Keep Tree Tops Where They Belong

How do we look at trees? Do we view them as living organisms with specific biological needs, or as just something to manipulate? As I look at trees pruned on public and private land, I wonder how much we have learned. Some work is good and some not so good. The not so good is often devastating and usually done without regard to the tree’s biological requirements.

Understanding how trees and branches grow is crucial. As a professional arborist in the Washington area, I am often asked to make decisions about a tree’s safety, health or aesthetics. Excluding any one of these factors could be disastrous to the plant or the client.

We have taken the largest, most magnificent organism on our planet out of the natural forest, placed it in an urban environment and asked it to do things it has never done in millions of years. There are myriad pressures placed on our trees but we expect them to grace us with all the qualities we enjoy in a natural setting. If we are to achieve our expectations, our tree care skills must compliment the plant’s biological requirements.
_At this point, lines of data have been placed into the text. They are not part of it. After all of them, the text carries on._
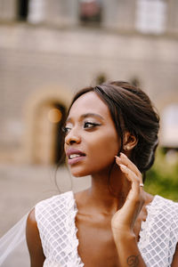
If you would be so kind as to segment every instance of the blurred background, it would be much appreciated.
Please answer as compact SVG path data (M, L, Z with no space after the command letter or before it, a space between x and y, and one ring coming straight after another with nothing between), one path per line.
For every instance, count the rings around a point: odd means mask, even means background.
M40 199L89 186L56 170L74 93L127 80L161 117L146 189L178 200L178 1L0 0L0 235Z

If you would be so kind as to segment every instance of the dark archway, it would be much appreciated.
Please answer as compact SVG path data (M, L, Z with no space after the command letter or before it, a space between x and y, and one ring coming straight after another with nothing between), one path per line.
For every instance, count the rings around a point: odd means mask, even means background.
M28 2L28 0L18 0L18 19L20 20L27 20Z

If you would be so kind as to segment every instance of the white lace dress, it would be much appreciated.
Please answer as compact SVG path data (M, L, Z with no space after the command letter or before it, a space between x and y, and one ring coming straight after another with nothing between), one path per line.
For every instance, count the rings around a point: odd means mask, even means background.
M169 267L178 242L178 204L155 196L147 206L139 249L147 266ZM77 212L72 191L43 200L36 206L36 220L46 257L44 267L82 267L77 253L75 218Z

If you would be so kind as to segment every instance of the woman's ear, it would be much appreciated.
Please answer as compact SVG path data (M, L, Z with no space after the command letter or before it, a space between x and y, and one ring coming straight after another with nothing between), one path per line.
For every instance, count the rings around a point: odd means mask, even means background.
M123 140L123 149L125 151L132 150L137 144L137 138L129 132L125 132Z

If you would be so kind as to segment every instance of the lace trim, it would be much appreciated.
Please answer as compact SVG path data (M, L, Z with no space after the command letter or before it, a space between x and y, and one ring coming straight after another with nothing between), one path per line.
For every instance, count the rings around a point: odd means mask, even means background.
M142 221L141 224L141 231L139 233L140 240L138 246L140 249L143 249L148 246L151 235L151 228L154 222L154 217L159 209L159 202L158 203L158 196L156 195L153 200L146 206L147 218L146 221Z
M68 205L69 205L69 216L67 216L67 223L66 227L67 230L71 233L71 239L69 239L69 243L70 244L69 254L71 254L71 258L75 258L76 255L77 259L75 261L76 263L77 263L78 267L83 267L84 263L82 263L82 259L80 258L78 252L77 252L77 247L79 244L78 239L77 237L77 228L76 226L76 216L78 212L78 209L77 207L77 203L74 198L74 193L70 191L71 199L69 199ZM70 267L71 265L69 265Z

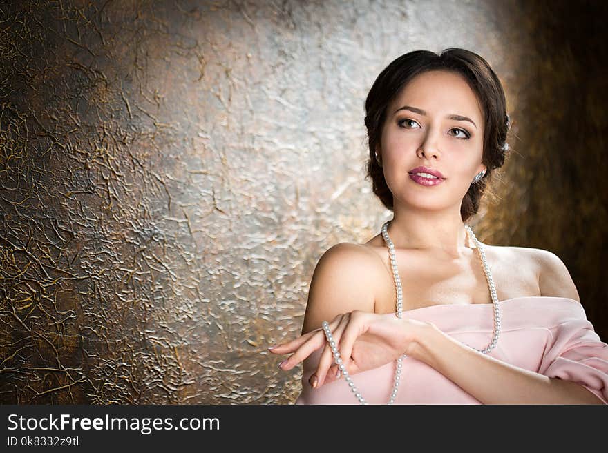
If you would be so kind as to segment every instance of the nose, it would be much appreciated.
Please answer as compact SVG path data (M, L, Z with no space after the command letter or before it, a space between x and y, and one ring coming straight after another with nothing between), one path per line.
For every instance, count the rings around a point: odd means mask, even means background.
M432 130L429 130L424 137L424 140L420 143L420 146L416 152L418 157L421 158L426 157L426 159L430 159L431 157L437 159L441 155L441 152L437 146L438 140L437 135Z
Trees are obliged to do one thing, which they perform better than any other living organism: They grow bigger every year. They have done this for millions of years and preventing them from growing could bring negative or quite possibly, disastrous results. Our role as tree stewards requires us to look at trees from the three aspects mentioned earlier, safety, health and aesthetics. We must look at these requirements as guidelines for tree care whether the tree is young or old. The practice of topping trees breaks all of these rules. There are no books that I am aware of which promote this practice, however, there are numerous books, journals and years of scientific evidence showing a topped tree is unsafe, unhealthy and unattractive.

I hear your questions and understand when you say, “ How about my fruit trees, ornamental trees or damaged tree tops? “ Treetops that become damaged must be removed. This can occur during storms or from poor branch attachment. Apple trees trained to 8 feet from the start perform better than trees that must be reduced to that height because of neglect. Older, neglected fruit trees can be left taller and pruned as shade trees, which provide flowers and important wildlife habitat. Ornamentals should be planted to achieve their adult growth potential, topping these trees will not allow this natural growth and promotes decay at each point of wounding. Every aspect of maintenance for your ornamental tree will be a direct result of where the tree was placed originally. Site selection must include a consideration of the plant’s genetically programmed growth habits and how it will look 20 years after planting. Proper site selection is essential.

Topping is most evident when it is done to large shade trees. These trees lower our cooling and heating costs, while providing canopy under which we picnic with family and friends. A kindergartner once told me at an Arbor Day celebration, “tall trees are important because that’s where the monkeys live!”

From the mouths of babes! What a profound statement. Sometimes, tree professionals and tree owners just need to sit and listen.

Trees that are topped never recover and never become what they could have been. When we change a tree’s genetically programmed growth requirements by topping or removing too much of the trees’ green biomass, we force them into decline. Trees have a mass to energy ratio that has been dictated for millions of years. We must understand the tree’s internal biology, and allow it to do what it does best; get bigger every year!

Finally, trees are art. I call it the Monet/Van Gogh factor. Topping trees and “heading back” branches ruins the structural, artful architecture of any tree. When we assist trees in doing what they do naturally, we move towards a safe, healthy and aesthetically positive environment for people and trees. Trees are an investment, financially and intrinsically. In Wye Mills, Maryland we just lost the National Champion White Oak tree that lived for nearly 500 years. On the West Coast there are Redwood trees 5,000 to 10,000 years old. When humans reach 100 years we revere them as noble people. Some trees are almost 10 times that age. How do we revere them?

Trees can be easily destroyed through outdated methods of tree care. Dr. Alex Shigo, a prominent researcher and scientist, has shown through 5 decades of experiments that we can, through education, be our tree’s best friend and can, through practices such as topping, be its worst enemy.

Let’s look at trees through their “eyes” and biological requirements. Let’s look at them, as an artist would, helping them do what they do best, to grow and become the largest, most magnificent organisms on the planet. Urban trees are at our mercy but we have the power and the knowledge to make the right decisions!